The staff are good at e-mailing if they see they are low on some supply, Hancock says. "It's really a team effort," she continues. "They may also mention it at staff meetings."

This "small" equipment can cause large financial losses if not monitored carefully, notes Haygood. "A portable otoscope or ophthalmoscope could cost about $800, and we were replacing a set every other month," he recalls. "Now it's been a couple of years since we replaced one."

The department also used to replace three or four sets of monitor cables a month, but it only has replaced one set in the last year or so, adds Haygood, noting that the losses were costing the department about $190 a month.

'Low-hanging fruit' a good place to start

If you're looking to cut costs in your ED, you might be able to obtain some quick, impressive results by picking some of that "low-hanging fruit" that can be found in nearly every department, says Gregory Henry, MD, FACEP, vice president of risk management, Emergency Physicians Medical Group, Ann Arbor, MI.

First, he says, the correct person should be doing the correct job. "There are plenty of things techs can do that nurses don't have to do," Henry says. "RNs should look at critically ill patients and not be putting people in rooms, taking their BP, cleaning up suture sets, or pushing patients to X-rays. These are tech jobs."

The bottom line is that "we need more techs than nurses," he says. "The number of critically ill patients is not always that high."

When it comes to supplies, it might be time to kick some old habits, Henry says. "There's no proof that saline, which comes in an expensive sealed bottle, is any better than tap water in cleaning wounds — not one ounce of proof," he says. "And nobody has ever shown that sterile gloves that cost a certain amount per package are any better than plain old latex gloves or nonsterile gloves you can get for 10 cents apiece."

Most EDs have too many supplies, Henry says. "Just cut out too many sizes of needles, too many anesthetic preps that go bad," he says. "This is the logical thinking you need to go to."

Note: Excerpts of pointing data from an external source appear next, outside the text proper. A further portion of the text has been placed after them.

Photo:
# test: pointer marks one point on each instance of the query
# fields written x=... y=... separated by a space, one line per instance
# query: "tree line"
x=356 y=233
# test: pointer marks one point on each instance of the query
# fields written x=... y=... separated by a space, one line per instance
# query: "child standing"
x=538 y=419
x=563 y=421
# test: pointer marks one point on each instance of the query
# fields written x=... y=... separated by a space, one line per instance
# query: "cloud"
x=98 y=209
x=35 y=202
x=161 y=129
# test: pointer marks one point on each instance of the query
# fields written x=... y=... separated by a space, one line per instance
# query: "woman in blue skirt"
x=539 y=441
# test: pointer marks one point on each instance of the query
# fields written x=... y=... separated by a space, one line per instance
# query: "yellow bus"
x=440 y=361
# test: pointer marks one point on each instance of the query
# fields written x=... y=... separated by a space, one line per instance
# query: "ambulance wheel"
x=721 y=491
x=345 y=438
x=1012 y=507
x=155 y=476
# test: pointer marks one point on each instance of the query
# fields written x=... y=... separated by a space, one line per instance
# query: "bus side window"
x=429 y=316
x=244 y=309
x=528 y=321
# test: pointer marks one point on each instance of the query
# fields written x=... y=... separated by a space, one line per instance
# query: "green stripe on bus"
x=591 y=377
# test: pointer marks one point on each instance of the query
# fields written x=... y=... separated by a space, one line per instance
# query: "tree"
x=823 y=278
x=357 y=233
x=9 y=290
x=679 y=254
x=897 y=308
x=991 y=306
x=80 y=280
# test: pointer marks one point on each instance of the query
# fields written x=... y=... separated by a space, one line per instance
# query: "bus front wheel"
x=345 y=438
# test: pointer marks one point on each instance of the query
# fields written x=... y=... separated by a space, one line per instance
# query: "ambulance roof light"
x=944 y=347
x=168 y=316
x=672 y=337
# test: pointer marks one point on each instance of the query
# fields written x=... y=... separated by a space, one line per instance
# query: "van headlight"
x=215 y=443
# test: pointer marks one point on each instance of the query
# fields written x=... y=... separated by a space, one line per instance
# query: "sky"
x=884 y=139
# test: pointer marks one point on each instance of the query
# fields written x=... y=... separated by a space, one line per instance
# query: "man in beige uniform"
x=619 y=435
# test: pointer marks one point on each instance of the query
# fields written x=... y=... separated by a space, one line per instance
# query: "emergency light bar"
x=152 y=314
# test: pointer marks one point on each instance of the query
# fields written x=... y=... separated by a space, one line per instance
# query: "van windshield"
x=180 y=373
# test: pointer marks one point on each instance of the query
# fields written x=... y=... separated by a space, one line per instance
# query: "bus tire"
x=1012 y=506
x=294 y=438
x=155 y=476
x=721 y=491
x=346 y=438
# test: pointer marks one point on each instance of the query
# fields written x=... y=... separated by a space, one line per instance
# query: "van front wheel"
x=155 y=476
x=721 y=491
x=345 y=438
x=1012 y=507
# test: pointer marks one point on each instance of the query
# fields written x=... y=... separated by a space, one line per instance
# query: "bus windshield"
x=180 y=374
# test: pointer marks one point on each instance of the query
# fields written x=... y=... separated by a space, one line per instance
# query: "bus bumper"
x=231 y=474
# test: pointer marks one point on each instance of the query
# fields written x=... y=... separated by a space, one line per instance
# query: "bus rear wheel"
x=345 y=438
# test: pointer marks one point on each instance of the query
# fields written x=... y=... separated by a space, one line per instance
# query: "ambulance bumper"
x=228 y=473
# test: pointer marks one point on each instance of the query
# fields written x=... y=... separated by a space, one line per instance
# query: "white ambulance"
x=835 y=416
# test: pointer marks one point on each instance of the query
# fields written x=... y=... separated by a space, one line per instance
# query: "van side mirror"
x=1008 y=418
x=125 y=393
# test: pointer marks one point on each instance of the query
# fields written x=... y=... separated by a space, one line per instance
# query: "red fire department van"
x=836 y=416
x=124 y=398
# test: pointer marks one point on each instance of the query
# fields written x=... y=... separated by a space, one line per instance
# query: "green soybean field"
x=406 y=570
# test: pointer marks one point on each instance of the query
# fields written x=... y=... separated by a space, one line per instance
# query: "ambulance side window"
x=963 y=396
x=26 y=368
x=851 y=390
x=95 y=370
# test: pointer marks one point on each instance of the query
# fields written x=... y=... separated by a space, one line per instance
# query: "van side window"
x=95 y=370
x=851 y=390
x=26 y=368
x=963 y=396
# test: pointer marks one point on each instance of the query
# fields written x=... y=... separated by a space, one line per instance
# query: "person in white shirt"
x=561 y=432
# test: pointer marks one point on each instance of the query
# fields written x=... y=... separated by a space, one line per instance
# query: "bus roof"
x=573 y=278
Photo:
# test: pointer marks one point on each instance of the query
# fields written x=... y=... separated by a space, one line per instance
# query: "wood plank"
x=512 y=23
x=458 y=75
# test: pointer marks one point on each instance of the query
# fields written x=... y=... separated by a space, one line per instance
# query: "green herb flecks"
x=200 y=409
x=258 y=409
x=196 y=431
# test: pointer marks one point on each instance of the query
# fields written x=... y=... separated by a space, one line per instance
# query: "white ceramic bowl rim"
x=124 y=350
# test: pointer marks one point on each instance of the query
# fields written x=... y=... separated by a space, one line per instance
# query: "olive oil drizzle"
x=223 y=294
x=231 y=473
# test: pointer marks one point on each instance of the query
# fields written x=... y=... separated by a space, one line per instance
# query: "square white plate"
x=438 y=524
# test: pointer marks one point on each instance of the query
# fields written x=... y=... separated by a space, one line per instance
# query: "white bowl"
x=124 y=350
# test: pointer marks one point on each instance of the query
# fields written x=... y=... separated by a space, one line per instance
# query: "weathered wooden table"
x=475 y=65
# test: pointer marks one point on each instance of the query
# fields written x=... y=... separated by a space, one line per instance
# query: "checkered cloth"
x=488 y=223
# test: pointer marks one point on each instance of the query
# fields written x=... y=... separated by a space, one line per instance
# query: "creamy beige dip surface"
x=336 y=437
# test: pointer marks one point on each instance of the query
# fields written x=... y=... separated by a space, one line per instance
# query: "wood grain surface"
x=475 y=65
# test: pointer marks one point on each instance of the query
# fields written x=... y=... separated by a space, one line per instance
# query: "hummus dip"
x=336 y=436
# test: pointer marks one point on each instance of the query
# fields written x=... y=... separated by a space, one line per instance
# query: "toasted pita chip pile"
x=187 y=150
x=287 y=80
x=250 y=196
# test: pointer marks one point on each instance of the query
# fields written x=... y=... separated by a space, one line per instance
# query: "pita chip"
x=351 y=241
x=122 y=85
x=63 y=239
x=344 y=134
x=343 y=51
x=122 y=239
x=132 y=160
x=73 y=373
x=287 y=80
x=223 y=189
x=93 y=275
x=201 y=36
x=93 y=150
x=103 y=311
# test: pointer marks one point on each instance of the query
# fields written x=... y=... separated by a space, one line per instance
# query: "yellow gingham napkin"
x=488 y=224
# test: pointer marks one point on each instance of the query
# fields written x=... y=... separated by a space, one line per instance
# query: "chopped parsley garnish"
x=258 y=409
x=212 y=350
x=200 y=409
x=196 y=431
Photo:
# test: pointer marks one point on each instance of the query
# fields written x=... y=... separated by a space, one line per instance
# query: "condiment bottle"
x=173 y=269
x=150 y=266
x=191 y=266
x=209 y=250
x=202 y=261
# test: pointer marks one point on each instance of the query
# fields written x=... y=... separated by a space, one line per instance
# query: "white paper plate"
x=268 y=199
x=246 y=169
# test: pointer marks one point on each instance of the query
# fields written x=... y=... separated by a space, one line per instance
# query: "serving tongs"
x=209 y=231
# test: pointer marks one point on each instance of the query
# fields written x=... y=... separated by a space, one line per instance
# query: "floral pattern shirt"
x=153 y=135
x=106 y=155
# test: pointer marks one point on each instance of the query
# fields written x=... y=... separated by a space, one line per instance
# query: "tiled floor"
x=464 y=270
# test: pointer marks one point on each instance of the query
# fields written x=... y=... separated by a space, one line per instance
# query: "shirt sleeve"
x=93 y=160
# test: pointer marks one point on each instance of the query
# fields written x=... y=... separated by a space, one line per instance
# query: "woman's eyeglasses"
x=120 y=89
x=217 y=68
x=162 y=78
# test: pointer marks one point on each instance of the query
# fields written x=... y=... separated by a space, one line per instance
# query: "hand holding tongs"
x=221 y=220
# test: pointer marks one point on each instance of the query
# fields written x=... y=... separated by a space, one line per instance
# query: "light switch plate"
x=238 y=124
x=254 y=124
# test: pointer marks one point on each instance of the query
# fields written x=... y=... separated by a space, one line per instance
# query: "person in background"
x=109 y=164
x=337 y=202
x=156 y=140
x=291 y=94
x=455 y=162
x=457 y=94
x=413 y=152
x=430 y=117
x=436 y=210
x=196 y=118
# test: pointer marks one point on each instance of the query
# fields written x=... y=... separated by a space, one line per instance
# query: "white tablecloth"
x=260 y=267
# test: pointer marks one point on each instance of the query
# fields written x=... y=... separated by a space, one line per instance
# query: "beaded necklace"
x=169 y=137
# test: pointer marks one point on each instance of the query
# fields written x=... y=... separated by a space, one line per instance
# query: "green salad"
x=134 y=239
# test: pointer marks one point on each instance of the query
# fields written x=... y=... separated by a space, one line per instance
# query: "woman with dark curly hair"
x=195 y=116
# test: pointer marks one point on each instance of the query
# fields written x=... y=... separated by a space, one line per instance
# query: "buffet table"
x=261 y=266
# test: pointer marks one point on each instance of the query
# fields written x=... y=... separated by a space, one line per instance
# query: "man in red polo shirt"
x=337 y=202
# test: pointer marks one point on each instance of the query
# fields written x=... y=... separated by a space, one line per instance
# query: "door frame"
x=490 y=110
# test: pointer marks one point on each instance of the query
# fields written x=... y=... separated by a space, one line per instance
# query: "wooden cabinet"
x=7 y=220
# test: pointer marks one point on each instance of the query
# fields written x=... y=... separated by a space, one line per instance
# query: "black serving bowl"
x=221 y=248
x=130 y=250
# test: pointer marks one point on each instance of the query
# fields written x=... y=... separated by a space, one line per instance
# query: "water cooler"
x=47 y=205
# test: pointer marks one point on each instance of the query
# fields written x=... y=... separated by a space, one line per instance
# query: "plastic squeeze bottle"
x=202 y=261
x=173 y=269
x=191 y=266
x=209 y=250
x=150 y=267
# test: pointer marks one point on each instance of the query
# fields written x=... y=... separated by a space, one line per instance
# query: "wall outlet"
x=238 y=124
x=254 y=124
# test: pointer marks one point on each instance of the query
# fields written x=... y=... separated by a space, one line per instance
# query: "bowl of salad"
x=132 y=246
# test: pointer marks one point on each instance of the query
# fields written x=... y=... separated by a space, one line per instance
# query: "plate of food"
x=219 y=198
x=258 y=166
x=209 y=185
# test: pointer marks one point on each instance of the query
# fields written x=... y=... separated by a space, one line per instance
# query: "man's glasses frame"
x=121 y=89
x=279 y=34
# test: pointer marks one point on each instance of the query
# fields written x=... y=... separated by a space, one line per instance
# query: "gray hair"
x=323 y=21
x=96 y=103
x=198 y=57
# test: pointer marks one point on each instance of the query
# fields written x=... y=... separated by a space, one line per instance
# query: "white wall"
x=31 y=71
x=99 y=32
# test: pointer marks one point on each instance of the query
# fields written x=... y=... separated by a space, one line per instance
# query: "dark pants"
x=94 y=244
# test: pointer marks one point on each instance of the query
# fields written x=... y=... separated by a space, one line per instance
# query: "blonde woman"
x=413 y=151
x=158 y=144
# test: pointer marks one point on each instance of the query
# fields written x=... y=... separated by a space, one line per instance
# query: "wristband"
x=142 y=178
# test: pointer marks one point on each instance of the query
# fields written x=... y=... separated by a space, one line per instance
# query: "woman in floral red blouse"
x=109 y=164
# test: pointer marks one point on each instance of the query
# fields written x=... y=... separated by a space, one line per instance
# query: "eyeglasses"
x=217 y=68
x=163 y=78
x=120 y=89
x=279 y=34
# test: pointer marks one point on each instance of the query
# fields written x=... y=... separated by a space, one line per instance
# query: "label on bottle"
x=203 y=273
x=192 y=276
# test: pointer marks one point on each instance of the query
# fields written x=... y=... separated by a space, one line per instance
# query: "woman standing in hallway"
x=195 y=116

In addition, you should go through the entire pharmacy, "and drugs that are given out less than once a month need to be put in the main pharmacy," Henry says. "Otherwise, you'll have drugs passing their expiration date for no good reason." If you need a drug you don't have, "you should send someone to the pharmacy," he says. "Why should they keep going bad in your Pyxis?"

For example, "If I need antivenom for a cobra bite, I call the Detroit Zoo," Henry says. "How many cobra bites do you think we have?" The antivenom "is expensive, is never used, and most people do not know how to use it, so they have to look it up," he says.